Nomad job management tool
Project description
Overview
nmgr
is a utility program for managing jobs in a Nomad cluster according to certain specific needs and preferences of mine. For a basic orientation in what it does and why it does it, see Rationale. The type of jobs it is designed to operate on can be gleaned from my homelab repository.
It started as a set of Bash convenience functions which, in time, slowly but surely threatened to evolve into an unmaintainable monstrosity. This Python rewrite, consequently, represents a more or less desperate attempt to tame the beast before it would be too late—or perhaps more accurately, a way of trading one set of complexities for another that nevertheless feels a bit more structured and robustly extensible. In any case, it's fun sometimes to seek out a dubious break from the purity of UNIX pipes to get tangled up in some overengineered OOP for a bit instead. Misery needs variety if it is to be enjoyable.
Installation
nmgr
is packaged on PyPi and can be installed using, for example, pipx
:
pipx install nmgr
Usage
usage: nmgr [options] [action] [target]
Nomad job manager
positional arguments:
action up, down, find, list, image, logs, exec, reconcile
target infra, services, all, a custom filter, a specific job name, or a string (for "find")
options:
-h, --help show this help message and exit
-c, --config CONFIG path to config file (default: /home/<user>/.config/nmgr/config.toml)
-n, --dry-run dry-run mode
-d, --detach start jobs in detached mode
-p, --purge purge jobs when stopping
-v, --verbose verbose output
--completion install autocompletion for Bash and exit
--version show program's version number and exit
Rationale
Consider the following use-cases:
-
You're using something like Renovate to manage updates to container image versions. Now one fine day, a whole bunch of these comes in as a PR, so you merge, pull locally—and then what? Do you manually hunt down all the jobs needing to be updated and restart them one by one? Well, now you can do this instead:
nmgr reconcile all
Or, if you still would like to preserve some manual control:
nmgr reconcile my-specific-job
Also, just for fun, you might first want to compare a job's currently running images against those in its specification:
$ nmgr image forgejo Live images: forgejo = "codeberg.org/forgejo/forgejo:9.0.3-rootless" valkey = "docker.io/valkey/valkey:7.2-alpine" Spec images: forgejo = "codeberg.org/forgejo/forgejo:10.0.0-rootless" valkey = "docker.io/valkey/valkey:8.0-alpine"
-
You're about to perform a server upgrade that requires a restart. Instead of manually coddling every one of those 50+ running jobs first, it sure would be handy to be able to do this:
nmgr down all sudo apt update && sudo apt upgrade sudo reboot now [...] nmgr up all
-
Nextcloud's PHP spaghetti has decided to crap the bed, and you have no choice but to start tailing the logs. "What's the syntax again?

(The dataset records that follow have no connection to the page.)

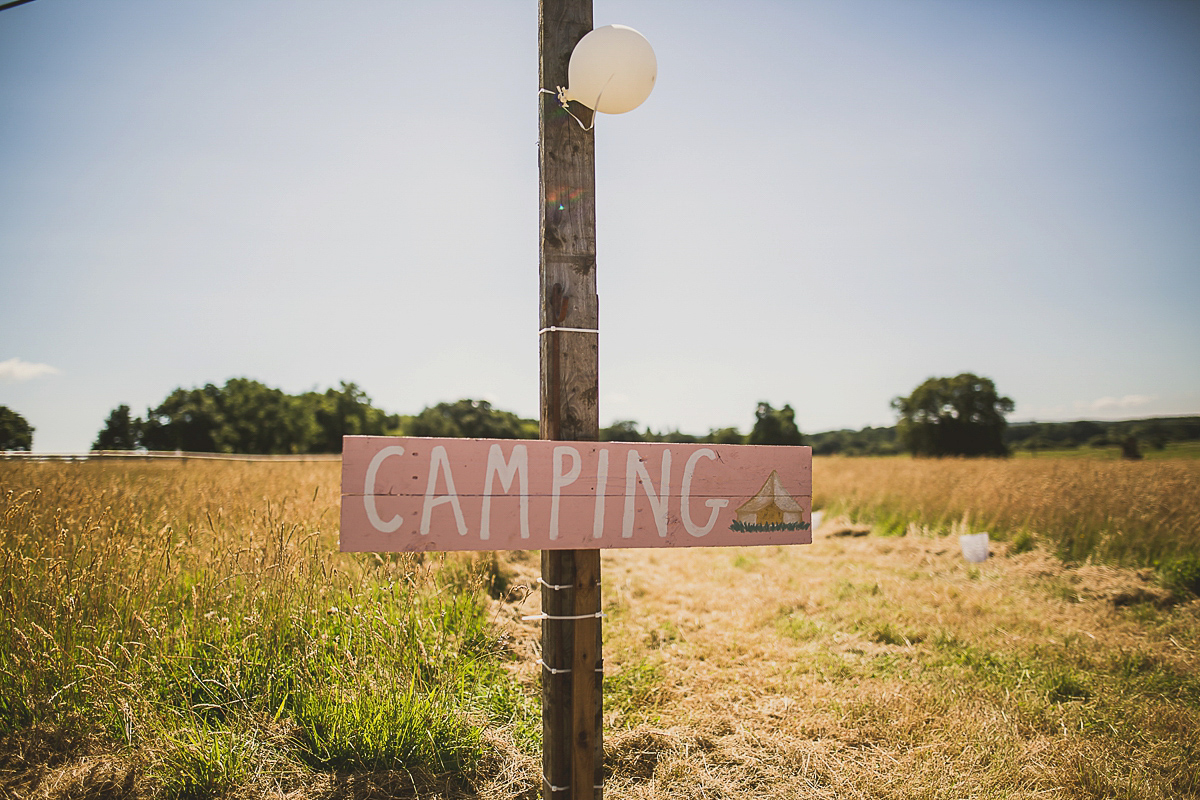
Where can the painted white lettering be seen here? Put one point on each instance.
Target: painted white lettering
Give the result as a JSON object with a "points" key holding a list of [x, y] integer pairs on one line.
{"points": [[517, 465], [369, 491], [685, 495], [562, 479], [439, 462], [601, 488], [635, 470]]}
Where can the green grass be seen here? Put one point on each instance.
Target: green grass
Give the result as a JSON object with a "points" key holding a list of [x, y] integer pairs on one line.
{"points": [[181, 615]]}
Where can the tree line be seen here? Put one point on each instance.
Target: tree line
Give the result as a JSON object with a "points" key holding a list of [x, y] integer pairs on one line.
{"points": [[961, 415], [245, 416]]}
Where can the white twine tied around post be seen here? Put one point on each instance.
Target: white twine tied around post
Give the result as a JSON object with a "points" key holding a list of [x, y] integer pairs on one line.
{"points": [[612, 71]]}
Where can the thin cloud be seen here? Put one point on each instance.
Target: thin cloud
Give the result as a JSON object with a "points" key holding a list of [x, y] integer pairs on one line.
{"points": [[17, 371], [1119, 403]]}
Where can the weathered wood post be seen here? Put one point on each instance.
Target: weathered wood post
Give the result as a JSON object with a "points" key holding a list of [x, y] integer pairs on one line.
{"points": [[573, 749]]}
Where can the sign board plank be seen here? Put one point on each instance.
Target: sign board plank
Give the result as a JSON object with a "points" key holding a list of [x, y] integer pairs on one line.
{"points": [[406, 493]]}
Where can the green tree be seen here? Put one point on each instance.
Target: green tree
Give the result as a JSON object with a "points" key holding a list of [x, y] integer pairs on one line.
{"points": [[189, 419], [16, 433], [725, 437], [120, 431], [346, 411], [774, 427], [472, 420], [622, 431], [953, 416]]}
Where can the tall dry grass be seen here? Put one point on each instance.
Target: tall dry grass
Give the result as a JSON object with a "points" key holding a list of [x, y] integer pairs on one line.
{"points": [[1132, 512], [198, 618]]}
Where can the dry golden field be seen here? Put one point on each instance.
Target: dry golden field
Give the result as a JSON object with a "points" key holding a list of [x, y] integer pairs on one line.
{"points": [[189, 630]]}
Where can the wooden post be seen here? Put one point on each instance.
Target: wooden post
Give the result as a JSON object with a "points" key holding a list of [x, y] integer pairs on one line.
{"points": [[573, 749]]}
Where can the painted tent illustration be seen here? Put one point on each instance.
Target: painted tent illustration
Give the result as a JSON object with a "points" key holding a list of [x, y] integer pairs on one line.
{"points": [[773, 506]]}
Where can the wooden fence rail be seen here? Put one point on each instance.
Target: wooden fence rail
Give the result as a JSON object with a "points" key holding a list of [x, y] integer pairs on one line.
{"points": [[145, 455]]}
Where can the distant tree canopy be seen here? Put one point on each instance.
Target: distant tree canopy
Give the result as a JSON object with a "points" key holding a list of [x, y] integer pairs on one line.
{"points": [[774, 427], [472, 420], [868, 441], [245, 416], [953, 416], [16, 432], [120, 431], [1153, 433]]}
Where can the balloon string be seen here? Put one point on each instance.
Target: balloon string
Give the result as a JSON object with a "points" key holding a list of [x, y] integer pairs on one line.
{"points": [[567, 107]]}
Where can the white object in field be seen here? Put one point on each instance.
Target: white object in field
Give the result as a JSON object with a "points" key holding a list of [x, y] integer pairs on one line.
{"points": [[975, 547], [612, 70]]}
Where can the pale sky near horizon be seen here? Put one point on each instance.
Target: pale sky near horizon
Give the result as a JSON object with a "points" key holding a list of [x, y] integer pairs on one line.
{"points": [[821, 204]]}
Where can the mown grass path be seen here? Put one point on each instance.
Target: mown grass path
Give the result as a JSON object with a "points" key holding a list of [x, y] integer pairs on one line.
{"points": [[191, 631]]}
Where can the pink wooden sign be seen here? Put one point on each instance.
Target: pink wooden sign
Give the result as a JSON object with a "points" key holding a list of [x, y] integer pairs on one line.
{"points": [[402, 493]]}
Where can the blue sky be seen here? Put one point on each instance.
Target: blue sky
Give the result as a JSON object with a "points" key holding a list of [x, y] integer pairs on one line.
{"points": [[821, 204]]}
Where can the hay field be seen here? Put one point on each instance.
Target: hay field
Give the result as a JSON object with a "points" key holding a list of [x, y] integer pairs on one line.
{"points": [[190, 631], [1132, 512]]}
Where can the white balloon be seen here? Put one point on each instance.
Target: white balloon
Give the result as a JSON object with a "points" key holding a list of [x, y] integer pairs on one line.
{"points": [[612, 70]]}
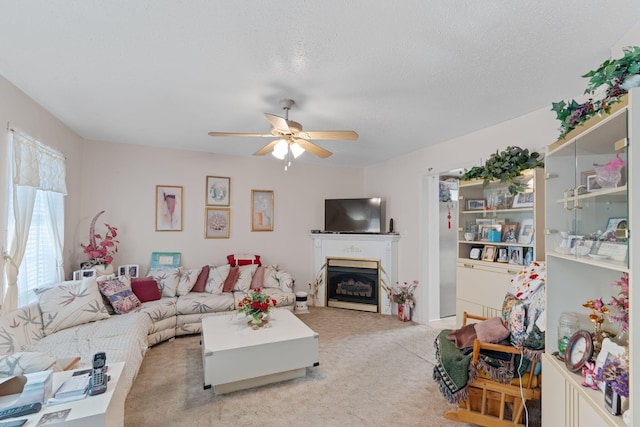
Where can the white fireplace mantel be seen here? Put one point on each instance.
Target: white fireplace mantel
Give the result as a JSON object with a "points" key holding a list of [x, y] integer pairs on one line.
{"points": [[379, 247]]}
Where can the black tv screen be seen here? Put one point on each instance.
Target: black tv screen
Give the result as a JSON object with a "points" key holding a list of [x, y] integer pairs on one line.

nomad logs -f -job nextcloud
? Wait, no, that errors out. Oh, that's right: I have to specify a 'task' to get the logs from. But what did I name the Nextcloud job tasks? I better check the job specification..." No! Stop right there.$ nmgr logs nextcloud Tasks for job nextcloud: 1. server 2. cron 3. redis 4. push 5. collabora Select a task (number):
And off you go.
-
You find yourself wanting to break all the rules of application containers by looking to shell in and execute some command. Now what was it,
nomad alloc exec -job immich
? Apparently not:Please specify the task
. Ah, right:nomad alloc -job immich -task server
. What the hell?Please specify the task
again? Perhaps-task
has to precede-job
? At this point you might feel like giving up. But fear not!$ nmgr exec immich Tasks for job immich: 1. server 2. machine-learning 3. redis Select a task (number): 1 Command to execute in server: ls bin get-cpus.sh package-lock.json resources upload dist node_modules package.json start.sh
-
At random parts of the day, your heart will sink when you suddenly remember you probably still have some jobs running with a
latest
image tag. After some time, you have had enough of these crises of conscience, so you roll up your sleeves,ssh
into the server, and–what's that? You were going to go look for all those image specifications manually? Don't be silly:nmgr find :latest
-
You're about to upgrade or otherwise mess with, say, a NAS on which a host of currently running jobs depend. Do you now wade through each and every job specification to remind yourself which jobs you would need to stop before making your changes? Instead, you could do this:
nmgr down nas
And then, after you're done messing with the NAS:
nmgr up nas
You could do the same thing for jobs that depend on e.g. a database job (
nmgr {up,down} db
), a JuiceFS mount (nmgr {up,down} jfs
), and so forth.
-
Before blindly tearing down a bunch of jobs as in the example above, you would like to know exactly which jobs are going to be impacted. Hence, nervous Nellie that you are, you run:
nmgr list nas
Or, if you could muster up just a bit more courage, you might perform a dry-run:
nmgr -n down nas
NOTE: Some of these examples make use of custom target filters (nas
, jfs
, db
). These can be defined in the configuration file that will be generated on first run.